L’intégration impose également des exigences supplémentaires aux agents de santé, en nécessitant formation, supervision et systèmes de données adaptables afin de suivre plusieurs services sans alourdir excessivement les charges de travail. Bien qu’elle soit positive, l’intégration peut accroître la demande de services au-delà des prévisions initiales, ce qui exige de la souplesse et une anticipation des ressources supplémentaires nécessaires. Fixer des objectifs réalistes est essentiel, mais difficile dans des contextes où les données sont limitées et les populations mobiles ; les partenaires peuvent toutefois mettre en commun leur connaissance approfondie des communautés pour combler ces lacunes.

Plus important encore, la volonté de maximiser l’efficacité et de réduire les coûts peut conduire à une intégration excessive. Cela risque de mettre les organisations partenaires sous pression, de surcharger les équipes, de provoquer de l’épuisement professionnel et de nuire à la qualité des services.

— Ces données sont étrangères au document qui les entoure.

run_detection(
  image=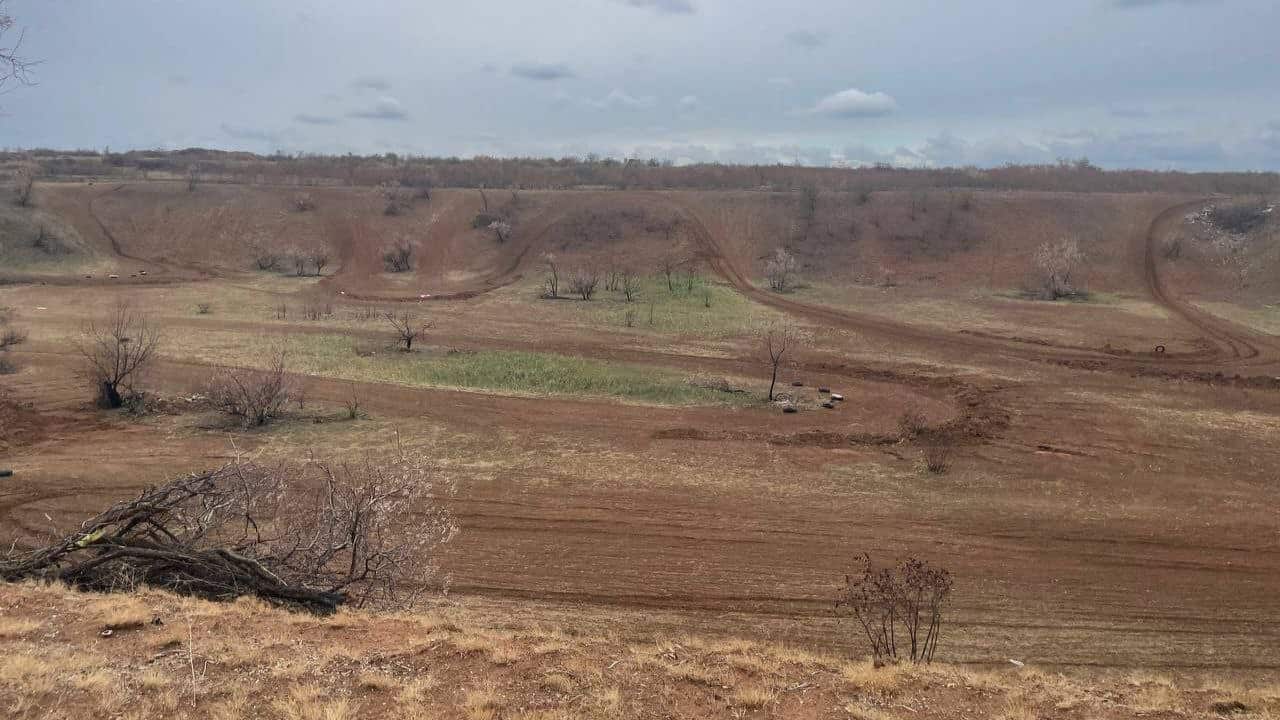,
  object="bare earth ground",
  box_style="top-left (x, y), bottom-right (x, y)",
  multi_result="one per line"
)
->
top-left (0, 184), bottom-right (1280, 717)
top-left (0, 585), bottom-right (1280, 720)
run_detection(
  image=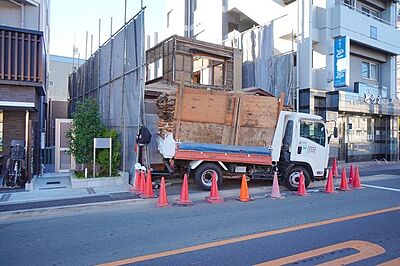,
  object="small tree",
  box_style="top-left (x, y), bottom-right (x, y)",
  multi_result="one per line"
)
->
top-left (96, 129), bottom-right (122, 175)
top-left (66, 98), bottom-right (104, 166)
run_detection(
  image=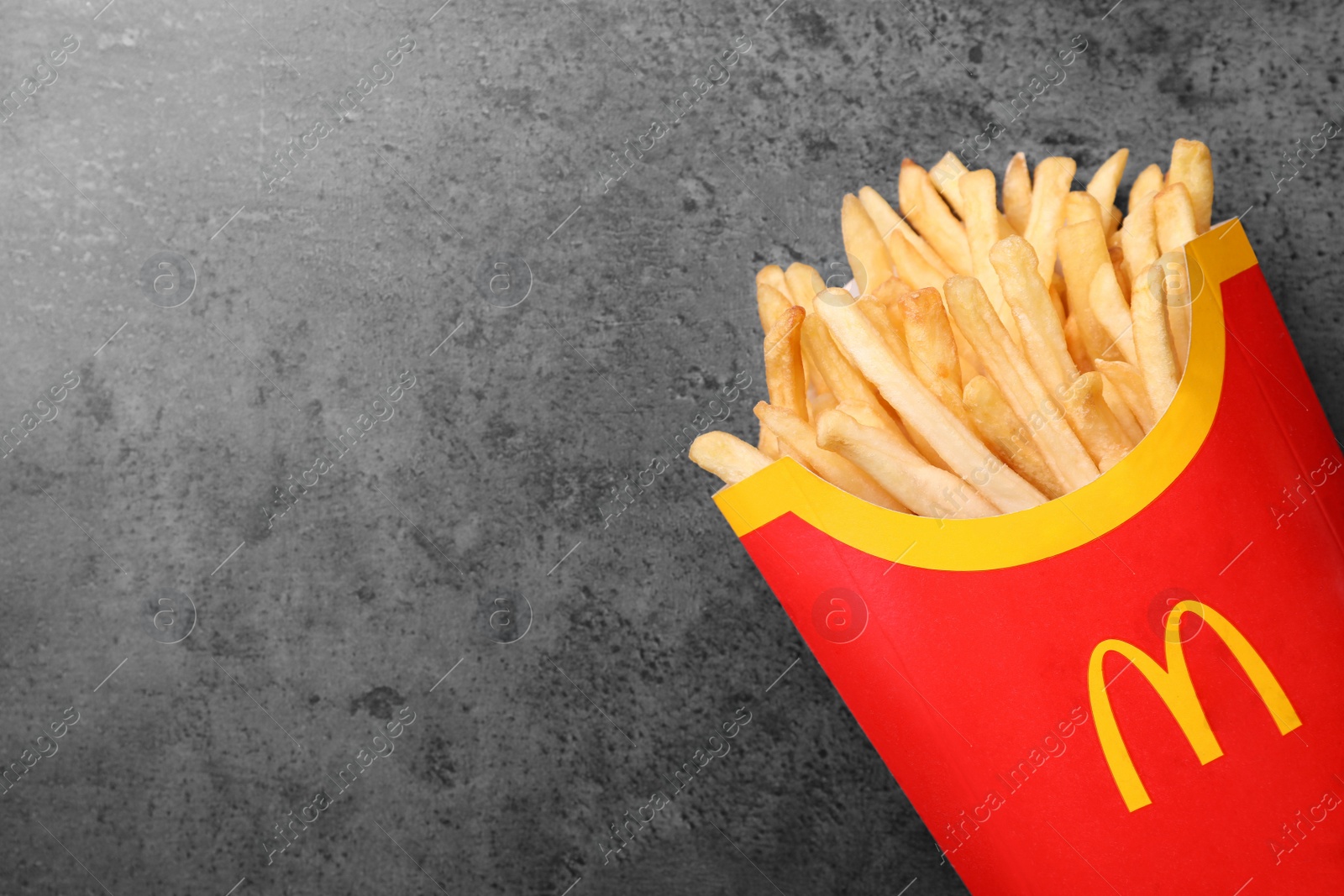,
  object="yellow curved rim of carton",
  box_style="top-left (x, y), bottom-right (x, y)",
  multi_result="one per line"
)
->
top-left (714, 219), bottom-right (1257, 569)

Répondre aux besoins des communautés, plus efficacement

Comme l’a résumé un parent : « S’ils viennent avec de la nourriture et des services de santé en même temps, j’amènerai sans aucun doute mes enfants se faire vacciner. » 

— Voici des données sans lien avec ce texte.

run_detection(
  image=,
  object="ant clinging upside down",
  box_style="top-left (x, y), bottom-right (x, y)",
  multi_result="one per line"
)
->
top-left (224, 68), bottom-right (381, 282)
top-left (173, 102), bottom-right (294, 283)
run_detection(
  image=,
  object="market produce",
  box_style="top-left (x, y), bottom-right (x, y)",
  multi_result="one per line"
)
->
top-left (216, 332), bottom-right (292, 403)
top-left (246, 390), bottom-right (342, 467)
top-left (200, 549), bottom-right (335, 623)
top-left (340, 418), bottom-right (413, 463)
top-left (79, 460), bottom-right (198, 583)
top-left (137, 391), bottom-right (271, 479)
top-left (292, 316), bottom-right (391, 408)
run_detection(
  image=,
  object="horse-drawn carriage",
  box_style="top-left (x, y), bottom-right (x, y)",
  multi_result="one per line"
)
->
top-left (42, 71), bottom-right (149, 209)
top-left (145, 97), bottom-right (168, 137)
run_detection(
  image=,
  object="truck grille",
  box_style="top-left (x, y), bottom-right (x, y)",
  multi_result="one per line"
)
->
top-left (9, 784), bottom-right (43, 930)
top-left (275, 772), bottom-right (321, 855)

L’intégration de la vaccination à d’autres services de santé essentiels présente des avantages évidents, à la fois opérationnels et communautaires, en particulier dans les contextes humanitaires. En mobilisant une seule équipe polyvalente pour fournir plusieurs services lors d’une même visite, les programmes peuvent simplifier la logistique, éviter les doublons et réduire le coût global de chaque intervention de proximité. Cette approche limite aussi le nombre de déplacements nécessaires, ce qui réduit les risques de sécurité pour les équipes comme pour les communautés.

Dans le même temps, l’intégration renforce les résultats en matière de prestation de services : proposer plusieurs services ensemble permet d’accroître la couverture et le recours aux services, tandis qu’une présence plus régulière et plus visible contribue à instaurer la confiance et à réduire l’hésitation vaccinale. Lorsque les familles et les communautés perçoivent une valeur concrète et immédiate dans les services fournis, cela renforce leur engagement et favorise des liens plus durables avec le système de santé.

En résumé : les ensembles de services intégrés stimulent la demande vaccinale et améliorent la couverture en répondant aux besoins urgents des familles en même temps qu’ils proposent la vaccination.